Protein signatures are obtained by modelling the conservation of amino acids at specific positions within a group of related proteins (i.e., a protein family), or within the domains/sites shared by a group of proteins. InterPro’s different member databases use different computational methods to produce protein signatures, and they each have their own particular focus of interest: structural and/or functional domains, protein families, or protein features, such as active sites or binding sites (see below).
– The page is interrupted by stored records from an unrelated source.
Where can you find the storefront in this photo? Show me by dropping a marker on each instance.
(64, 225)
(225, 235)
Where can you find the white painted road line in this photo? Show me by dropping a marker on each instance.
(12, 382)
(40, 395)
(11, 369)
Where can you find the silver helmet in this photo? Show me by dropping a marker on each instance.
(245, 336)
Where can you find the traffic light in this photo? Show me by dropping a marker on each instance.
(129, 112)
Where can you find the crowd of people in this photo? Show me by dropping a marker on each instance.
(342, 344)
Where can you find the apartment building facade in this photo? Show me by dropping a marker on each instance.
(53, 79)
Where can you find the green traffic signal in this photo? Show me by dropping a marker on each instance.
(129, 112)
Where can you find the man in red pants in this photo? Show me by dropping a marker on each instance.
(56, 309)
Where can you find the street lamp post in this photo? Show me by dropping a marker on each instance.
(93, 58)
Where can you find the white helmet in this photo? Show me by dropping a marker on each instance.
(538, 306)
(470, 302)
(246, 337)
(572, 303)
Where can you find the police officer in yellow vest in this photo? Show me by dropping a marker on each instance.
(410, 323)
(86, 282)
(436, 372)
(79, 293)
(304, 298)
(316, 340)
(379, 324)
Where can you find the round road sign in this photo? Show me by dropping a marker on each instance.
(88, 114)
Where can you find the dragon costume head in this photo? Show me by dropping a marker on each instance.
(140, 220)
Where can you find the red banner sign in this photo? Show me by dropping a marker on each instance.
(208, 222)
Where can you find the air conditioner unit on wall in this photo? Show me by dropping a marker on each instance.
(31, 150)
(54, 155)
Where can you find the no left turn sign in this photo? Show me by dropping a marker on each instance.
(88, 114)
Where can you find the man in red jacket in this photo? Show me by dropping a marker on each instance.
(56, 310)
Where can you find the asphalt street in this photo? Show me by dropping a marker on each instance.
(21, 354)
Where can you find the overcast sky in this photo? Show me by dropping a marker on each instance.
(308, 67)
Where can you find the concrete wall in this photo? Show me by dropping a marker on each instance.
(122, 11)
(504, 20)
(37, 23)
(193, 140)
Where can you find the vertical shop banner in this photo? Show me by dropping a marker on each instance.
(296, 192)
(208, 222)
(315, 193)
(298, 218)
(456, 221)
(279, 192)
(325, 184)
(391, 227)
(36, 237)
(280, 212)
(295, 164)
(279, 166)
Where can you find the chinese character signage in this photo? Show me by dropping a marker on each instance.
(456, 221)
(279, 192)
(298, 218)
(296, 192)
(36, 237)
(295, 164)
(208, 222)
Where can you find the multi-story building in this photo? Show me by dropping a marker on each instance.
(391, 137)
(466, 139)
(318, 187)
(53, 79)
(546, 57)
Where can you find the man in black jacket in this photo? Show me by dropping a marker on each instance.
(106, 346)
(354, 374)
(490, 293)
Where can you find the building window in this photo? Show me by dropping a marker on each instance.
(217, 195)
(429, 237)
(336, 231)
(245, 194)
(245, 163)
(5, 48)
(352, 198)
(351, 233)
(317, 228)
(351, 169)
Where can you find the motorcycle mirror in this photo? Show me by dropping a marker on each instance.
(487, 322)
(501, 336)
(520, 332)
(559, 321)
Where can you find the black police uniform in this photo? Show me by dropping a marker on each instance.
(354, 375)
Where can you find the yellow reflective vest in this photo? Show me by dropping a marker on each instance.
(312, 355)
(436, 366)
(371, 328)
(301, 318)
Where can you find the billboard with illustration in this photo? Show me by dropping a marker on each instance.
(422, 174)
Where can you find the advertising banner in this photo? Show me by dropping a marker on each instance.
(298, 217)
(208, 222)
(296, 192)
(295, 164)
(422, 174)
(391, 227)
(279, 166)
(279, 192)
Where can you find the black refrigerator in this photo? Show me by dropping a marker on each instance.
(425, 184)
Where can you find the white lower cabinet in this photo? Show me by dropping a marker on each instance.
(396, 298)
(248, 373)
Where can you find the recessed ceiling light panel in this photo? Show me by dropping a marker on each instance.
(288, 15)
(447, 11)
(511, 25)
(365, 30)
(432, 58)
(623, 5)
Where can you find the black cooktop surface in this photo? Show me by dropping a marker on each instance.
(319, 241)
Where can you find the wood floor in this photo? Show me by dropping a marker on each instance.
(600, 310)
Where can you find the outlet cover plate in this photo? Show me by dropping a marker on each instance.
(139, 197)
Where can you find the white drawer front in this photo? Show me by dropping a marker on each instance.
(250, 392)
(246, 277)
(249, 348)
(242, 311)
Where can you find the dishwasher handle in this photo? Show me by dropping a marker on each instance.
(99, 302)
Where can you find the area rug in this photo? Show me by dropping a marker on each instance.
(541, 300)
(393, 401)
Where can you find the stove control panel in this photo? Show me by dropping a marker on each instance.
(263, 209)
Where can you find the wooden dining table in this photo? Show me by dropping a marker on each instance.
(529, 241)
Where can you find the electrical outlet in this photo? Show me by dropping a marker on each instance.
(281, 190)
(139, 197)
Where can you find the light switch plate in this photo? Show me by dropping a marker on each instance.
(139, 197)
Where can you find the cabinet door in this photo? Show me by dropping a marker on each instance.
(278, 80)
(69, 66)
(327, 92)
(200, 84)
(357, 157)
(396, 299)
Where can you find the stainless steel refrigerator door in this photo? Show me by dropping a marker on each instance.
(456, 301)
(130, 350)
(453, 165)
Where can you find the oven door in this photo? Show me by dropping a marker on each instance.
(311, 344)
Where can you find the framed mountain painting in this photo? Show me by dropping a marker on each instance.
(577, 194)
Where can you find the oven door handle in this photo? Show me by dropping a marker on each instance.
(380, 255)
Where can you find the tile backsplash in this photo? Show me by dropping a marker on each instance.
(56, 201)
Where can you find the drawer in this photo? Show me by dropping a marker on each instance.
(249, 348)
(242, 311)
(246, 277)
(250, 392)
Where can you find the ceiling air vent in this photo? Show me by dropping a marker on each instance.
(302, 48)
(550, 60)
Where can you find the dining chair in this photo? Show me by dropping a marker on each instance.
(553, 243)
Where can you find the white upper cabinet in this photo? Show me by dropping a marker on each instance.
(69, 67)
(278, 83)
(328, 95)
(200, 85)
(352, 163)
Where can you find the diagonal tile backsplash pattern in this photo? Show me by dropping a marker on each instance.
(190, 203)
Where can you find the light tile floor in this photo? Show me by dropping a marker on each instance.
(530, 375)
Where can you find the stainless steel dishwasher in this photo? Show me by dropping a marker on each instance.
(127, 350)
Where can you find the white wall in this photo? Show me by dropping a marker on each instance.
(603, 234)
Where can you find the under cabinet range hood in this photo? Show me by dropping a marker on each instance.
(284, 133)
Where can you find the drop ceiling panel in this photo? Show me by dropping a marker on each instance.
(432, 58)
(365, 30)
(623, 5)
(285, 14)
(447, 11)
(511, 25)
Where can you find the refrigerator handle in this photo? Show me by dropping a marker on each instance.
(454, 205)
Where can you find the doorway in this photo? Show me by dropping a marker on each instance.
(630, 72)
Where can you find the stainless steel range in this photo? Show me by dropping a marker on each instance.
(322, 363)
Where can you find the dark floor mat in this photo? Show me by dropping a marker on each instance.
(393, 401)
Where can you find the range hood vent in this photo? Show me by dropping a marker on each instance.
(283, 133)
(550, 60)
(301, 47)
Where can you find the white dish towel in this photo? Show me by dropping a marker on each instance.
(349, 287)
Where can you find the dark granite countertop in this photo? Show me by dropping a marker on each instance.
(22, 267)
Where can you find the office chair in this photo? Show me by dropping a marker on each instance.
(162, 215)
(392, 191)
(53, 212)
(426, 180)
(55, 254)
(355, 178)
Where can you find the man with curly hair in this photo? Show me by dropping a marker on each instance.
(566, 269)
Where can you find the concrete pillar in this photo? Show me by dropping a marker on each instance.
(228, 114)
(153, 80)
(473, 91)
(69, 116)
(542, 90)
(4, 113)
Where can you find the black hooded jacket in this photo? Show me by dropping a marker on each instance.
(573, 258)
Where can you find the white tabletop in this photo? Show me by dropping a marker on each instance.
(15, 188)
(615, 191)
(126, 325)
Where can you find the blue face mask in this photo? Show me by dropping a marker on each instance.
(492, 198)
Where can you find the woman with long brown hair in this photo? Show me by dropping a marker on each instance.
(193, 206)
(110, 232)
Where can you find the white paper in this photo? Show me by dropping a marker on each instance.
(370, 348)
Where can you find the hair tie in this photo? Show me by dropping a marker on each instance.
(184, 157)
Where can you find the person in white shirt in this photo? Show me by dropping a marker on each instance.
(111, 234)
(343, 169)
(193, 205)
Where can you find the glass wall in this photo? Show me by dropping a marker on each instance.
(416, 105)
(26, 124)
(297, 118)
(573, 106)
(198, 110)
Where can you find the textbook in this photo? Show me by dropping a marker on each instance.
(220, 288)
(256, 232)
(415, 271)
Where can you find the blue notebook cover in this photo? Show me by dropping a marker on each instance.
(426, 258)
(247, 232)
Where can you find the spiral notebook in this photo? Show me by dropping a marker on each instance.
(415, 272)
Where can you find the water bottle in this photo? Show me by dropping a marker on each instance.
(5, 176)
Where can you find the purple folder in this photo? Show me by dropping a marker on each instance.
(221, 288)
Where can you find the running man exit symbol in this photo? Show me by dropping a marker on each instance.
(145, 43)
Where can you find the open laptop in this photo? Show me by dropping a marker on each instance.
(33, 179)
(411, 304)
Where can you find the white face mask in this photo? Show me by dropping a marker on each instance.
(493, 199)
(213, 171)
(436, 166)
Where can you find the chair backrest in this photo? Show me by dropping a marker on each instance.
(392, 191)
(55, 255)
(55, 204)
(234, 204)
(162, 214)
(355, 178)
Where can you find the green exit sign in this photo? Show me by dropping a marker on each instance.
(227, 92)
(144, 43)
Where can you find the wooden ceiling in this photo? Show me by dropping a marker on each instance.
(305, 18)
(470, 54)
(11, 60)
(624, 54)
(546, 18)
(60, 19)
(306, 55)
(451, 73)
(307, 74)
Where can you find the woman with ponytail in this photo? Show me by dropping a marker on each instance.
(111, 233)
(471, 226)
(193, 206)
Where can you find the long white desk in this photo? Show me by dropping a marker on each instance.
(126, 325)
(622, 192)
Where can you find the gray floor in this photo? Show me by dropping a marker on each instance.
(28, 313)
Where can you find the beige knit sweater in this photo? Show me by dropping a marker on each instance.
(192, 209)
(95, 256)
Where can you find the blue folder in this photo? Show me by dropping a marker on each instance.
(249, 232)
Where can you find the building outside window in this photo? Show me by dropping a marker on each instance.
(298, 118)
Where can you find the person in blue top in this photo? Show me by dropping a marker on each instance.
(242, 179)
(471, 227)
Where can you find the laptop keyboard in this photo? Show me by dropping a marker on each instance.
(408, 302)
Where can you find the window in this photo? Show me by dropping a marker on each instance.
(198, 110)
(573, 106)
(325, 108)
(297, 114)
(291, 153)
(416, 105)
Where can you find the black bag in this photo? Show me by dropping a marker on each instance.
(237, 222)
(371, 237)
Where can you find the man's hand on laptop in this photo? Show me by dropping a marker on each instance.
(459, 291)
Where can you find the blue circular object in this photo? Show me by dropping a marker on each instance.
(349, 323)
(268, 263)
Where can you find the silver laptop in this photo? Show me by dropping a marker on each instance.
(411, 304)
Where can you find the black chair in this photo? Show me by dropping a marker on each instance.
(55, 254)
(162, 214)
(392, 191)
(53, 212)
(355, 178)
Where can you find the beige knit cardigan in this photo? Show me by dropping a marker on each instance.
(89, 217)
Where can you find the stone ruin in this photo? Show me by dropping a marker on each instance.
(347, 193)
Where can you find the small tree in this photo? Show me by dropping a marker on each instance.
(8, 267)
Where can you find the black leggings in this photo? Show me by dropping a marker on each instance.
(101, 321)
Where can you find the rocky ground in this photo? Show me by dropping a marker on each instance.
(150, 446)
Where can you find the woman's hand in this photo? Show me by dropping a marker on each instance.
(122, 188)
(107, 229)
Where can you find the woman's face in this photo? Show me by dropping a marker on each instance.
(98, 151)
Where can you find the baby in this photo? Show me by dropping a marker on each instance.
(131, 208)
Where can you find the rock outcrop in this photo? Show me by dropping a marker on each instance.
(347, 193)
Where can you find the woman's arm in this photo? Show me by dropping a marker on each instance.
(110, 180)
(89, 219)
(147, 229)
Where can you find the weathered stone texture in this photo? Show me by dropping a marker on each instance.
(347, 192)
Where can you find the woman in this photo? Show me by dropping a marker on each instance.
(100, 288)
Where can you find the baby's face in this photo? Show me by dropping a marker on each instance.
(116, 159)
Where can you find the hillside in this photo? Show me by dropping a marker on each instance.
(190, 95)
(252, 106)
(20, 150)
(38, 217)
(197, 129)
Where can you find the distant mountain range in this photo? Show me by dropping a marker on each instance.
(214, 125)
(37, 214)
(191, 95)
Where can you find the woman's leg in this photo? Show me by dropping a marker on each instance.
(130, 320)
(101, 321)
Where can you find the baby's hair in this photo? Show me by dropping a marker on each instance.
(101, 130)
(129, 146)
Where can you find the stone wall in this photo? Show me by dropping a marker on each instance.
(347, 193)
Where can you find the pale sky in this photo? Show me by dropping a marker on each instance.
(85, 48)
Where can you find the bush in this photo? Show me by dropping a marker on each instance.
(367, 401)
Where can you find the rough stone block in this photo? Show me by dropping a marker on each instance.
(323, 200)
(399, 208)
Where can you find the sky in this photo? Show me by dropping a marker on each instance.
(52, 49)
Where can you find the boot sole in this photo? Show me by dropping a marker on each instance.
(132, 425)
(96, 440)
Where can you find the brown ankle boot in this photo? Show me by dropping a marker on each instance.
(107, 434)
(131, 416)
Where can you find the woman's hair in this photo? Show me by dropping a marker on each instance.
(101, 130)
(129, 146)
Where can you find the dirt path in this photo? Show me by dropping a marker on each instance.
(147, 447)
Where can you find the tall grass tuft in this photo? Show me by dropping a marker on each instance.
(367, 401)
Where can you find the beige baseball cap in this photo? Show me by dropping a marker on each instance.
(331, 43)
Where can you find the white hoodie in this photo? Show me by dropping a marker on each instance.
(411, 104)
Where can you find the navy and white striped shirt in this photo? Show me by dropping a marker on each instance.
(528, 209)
InterPro member databases grouped by the methods used to construct their signatures and focus of interest.

Only a subset of the InterPro member databases are used by EBI Metagenomics: Gene3D, TIGRFAMs, Pfam, PRINTS and PROSITE patterns. These databases were selected since, together, they provide both high coverage and offer detailed functional analysis, and have underlying algorithms that can cope with the vast amounts of fragmentary sequence data found in metagenomic datasets.

Assigning GO terms to metagenomic sequences

While InterPro matches to metagenomic sequence sets are informative in their own right, EBI Metagenomics offers an additional type of annotation in the form of Gene Ontology (GO) terms.

The GO is made up of 3 structured controlled vocabularies that describe gene products in terms of their associated biological processes, cellular components and molecular functions in a species-independent manner. By using GO terms, scientists working on different species or using different databases can compare datasets, since they have a precisely defined name and meaning for a particular concept.


An example of GO terms organised into a hierarchy.

Terms in the GO are ordered into hierarchies, with less specific terms towards the top and more specific terms towards the bottom. (e.g., alpha-tubulin binding is a type of cytoskeletal binding, which is a type of protein binding). Note that a GO term can have more than one parent term. The Gene Ontology also allows for different types of relationships between terms (such as ‘has part of’ or ‘regulates’). The EMG analysis pipeline only uses the straightforward ‘is a’ relationships. More information about the GO can be found on the GO consortium documentation page.

As part of the metagenomic analysis pipeline, GO terms for molecular function, biological process and cellular component are assigned to pCDS in a sample by via the InterPro2GO mapping service. This works as follows: InterPro entries are given GO terms by curators if the terms can be accurately applied to all of the proteins matching that entry. Sequences searched against InterPro are then associated with GO terms by virtue of the entries they match - a protein that matches one InterPro entry with the GO term ‘kinase activity’ and another InterPro entry with the GO term ‘zinc ion binding’ will be annotated with both GO terms.